Stone Filipovich is impetus to cheer up sick kids, kin

By TOM BUCKHAM
News Staff Reporter
9/21/2005
By all accounts, Stone Filipovich's cheerful outlook in the face of death affected everyone he touched.

On the first of his several visits to the KISS 98.5 studio during a radiothon to benefit Women and Children's Hospital, the 3-year-old "took the mike right out of my hand and said, "Buffalo is going to hear the a-b-c's,' " recalled Janet Snyder, who hosts the station's morning show. "The spirit in this child was amazing."

Stone, who died in August 2004, 10 days after his fourth birthday and after battling brain cancer for more than a year, "taught us some lessons," said Dr. Veetai Li, the hospital's chief of neurosurgery. Among very sick children, Li said, "he was really unique."

"Every time you'd see him he was going through a major trauma," remembered former Buffalo Sabre Rob Ray. But Stone would rather buck up other young patients than focus on his own pain, Ray said.

On Tuesday, Snyder, Li, Ray and others crowded into the hospital vestibule to honor the youngster by launching Stone's Buddies, a support organization for young patients and their families.

It is the kind of help Roberta Ritchie and Mark Filipovich could have used after they first brought their son to the hospital in 2003.

"We basically had to go to a library to find the information we needed," Filipovich said. The couple also turned to Carly's Club at Roswell Park Cancer Institute for guidance.

For all of the praise showered on Women and Children's for providing the best medical care, it never had a formal program to help families with seriously ill children get by.

"Stone's situation brought the need to light," said Joanne Koessler Lana, who will oversee Stone's Buddies. "It's about time we had our own club."

From now on, families will be given the tools they need to help them cope with what they are going through, Lana said.

"We're kind of hoping that's what this does," said Filipovich, who moved with Ritchie from Grand Island to Texas after Stone died.

Each Stone's Buddy will receive a club T-shirt, pillowcase, stress ball, bandanna, pen, glow-in-the-dark bracelet and journal to record his or her experiences. Parents will receive "One Step at a Time," an information booklet about the child's hospitalization.

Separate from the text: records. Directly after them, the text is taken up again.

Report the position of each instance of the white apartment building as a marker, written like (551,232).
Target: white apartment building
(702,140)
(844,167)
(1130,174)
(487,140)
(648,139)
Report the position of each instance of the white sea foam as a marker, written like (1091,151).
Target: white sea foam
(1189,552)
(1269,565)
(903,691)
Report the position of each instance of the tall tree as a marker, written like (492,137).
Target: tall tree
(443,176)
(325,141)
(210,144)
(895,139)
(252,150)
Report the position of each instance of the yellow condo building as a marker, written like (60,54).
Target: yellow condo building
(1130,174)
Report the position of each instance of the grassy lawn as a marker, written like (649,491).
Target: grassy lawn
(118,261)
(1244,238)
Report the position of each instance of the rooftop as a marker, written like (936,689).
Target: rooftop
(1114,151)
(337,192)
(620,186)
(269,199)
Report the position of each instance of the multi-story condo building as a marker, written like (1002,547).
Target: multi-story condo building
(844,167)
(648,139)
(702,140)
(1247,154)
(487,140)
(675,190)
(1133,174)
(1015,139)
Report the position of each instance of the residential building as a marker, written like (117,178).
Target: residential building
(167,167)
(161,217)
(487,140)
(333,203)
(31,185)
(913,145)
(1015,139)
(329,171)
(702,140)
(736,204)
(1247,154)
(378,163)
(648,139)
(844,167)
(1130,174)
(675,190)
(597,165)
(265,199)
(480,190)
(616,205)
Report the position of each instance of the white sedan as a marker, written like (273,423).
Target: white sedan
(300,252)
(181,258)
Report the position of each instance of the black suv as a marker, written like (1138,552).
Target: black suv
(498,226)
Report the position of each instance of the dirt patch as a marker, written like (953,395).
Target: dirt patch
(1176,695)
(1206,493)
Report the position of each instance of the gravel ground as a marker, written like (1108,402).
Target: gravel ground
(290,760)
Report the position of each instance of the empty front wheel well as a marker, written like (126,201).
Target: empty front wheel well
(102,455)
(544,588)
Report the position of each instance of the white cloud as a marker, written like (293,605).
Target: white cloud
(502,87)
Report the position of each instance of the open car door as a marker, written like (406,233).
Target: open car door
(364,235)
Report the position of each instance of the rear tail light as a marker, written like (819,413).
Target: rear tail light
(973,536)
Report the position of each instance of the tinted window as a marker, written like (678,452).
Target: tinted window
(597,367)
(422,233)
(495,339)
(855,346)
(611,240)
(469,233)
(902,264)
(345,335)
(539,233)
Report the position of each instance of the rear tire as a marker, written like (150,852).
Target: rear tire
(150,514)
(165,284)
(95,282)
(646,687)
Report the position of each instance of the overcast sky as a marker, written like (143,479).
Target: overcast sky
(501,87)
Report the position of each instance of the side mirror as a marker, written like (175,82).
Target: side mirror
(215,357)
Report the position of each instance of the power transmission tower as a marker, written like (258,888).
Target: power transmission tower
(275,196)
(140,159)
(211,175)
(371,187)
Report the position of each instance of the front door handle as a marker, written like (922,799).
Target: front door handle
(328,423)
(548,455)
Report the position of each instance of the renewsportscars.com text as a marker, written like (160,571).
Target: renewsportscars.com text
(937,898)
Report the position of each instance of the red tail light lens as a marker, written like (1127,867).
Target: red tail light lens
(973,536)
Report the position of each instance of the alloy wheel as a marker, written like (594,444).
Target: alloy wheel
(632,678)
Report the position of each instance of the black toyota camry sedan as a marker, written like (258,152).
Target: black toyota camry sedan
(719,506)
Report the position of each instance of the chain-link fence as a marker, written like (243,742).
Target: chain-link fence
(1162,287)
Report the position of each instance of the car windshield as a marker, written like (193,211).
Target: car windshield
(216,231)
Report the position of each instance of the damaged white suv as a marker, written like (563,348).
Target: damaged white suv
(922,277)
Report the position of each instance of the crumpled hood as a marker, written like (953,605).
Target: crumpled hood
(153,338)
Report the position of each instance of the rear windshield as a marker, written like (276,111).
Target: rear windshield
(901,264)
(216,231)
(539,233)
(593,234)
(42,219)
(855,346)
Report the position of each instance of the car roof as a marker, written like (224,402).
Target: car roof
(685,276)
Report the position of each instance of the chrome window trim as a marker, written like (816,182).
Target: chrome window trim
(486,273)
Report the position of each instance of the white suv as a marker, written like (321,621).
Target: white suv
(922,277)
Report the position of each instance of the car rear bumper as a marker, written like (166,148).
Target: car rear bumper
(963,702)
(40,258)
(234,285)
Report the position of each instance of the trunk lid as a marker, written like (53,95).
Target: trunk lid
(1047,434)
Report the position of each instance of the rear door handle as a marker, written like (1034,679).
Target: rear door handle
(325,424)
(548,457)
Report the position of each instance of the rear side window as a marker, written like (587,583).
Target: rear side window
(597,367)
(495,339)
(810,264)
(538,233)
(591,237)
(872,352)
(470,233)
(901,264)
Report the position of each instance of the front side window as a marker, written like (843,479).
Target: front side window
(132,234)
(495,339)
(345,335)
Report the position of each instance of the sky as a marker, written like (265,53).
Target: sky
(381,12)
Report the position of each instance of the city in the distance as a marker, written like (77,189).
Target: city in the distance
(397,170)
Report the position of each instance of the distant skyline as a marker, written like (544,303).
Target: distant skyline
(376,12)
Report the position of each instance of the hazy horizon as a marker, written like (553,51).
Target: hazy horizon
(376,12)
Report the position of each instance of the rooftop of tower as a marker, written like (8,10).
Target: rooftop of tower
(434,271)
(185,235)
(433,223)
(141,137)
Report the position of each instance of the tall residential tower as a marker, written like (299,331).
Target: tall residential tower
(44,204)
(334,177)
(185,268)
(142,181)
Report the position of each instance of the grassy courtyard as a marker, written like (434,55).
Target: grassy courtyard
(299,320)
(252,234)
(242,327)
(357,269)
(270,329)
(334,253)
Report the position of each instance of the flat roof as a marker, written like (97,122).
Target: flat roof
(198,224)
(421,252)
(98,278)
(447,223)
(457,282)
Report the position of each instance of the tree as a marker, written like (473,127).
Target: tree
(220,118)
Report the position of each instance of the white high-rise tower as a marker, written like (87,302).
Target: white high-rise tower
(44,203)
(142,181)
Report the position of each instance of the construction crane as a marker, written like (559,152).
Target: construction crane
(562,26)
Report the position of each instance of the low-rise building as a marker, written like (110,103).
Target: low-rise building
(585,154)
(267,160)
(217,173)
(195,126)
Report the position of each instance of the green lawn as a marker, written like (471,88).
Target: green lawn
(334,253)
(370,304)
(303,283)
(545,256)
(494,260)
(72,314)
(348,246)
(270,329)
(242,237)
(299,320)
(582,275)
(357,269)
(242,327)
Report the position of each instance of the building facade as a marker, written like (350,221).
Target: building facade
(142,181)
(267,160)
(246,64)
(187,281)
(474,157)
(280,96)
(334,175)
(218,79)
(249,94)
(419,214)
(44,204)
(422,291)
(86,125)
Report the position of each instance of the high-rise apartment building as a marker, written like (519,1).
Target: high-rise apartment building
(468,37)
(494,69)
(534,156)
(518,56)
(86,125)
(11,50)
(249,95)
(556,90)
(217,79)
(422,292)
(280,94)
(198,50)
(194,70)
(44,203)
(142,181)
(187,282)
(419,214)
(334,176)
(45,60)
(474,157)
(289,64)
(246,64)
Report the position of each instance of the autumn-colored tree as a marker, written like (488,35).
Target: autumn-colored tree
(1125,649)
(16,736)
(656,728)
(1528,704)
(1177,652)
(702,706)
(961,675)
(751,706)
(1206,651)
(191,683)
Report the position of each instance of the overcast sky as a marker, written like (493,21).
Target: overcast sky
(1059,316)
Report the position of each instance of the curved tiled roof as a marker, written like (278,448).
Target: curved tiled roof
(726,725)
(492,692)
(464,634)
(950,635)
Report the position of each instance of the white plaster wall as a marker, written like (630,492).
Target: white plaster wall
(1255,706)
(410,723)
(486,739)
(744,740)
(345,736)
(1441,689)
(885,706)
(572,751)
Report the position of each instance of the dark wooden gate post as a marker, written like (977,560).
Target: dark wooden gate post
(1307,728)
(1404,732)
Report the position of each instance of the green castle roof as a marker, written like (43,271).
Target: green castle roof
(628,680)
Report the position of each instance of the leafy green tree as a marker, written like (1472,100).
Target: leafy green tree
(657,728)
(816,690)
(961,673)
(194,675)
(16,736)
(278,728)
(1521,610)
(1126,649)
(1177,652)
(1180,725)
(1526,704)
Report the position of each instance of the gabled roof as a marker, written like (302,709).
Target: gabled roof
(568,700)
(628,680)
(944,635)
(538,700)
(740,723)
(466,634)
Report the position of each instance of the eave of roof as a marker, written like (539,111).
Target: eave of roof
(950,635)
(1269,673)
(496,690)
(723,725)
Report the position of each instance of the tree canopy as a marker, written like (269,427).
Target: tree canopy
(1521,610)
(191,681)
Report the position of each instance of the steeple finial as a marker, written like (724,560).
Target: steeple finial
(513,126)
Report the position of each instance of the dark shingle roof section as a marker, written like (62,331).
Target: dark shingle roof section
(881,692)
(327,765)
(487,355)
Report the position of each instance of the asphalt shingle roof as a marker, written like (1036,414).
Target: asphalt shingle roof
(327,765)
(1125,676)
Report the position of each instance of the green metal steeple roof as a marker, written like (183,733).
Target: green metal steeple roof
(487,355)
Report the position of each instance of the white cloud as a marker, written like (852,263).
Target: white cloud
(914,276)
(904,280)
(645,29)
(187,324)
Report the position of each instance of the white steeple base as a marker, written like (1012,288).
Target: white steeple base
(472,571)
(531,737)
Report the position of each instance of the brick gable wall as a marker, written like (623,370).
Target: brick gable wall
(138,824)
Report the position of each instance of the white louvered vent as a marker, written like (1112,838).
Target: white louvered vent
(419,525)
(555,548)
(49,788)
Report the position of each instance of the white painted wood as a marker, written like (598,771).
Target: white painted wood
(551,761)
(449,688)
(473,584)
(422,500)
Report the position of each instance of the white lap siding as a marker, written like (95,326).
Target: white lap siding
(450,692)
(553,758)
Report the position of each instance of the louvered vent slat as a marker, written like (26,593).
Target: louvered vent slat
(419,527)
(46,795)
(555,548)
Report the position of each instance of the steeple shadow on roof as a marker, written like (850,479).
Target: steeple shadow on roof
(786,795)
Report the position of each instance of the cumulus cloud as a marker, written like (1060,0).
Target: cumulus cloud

The booklet "gives the family the opportunity to be the child's project manager," Lana said.

Stone's Buddies also will point the way to specialized patient-help units within the hospital, child-life specialists, and Web sites and books for children, siblings and parents.

The goal will be "to create a more homelike feeling" for patients and families, said Lana, who hopes that a room on the main floor eventually will be set aside for Stone's Buddies, whose motto is, "You're never alone."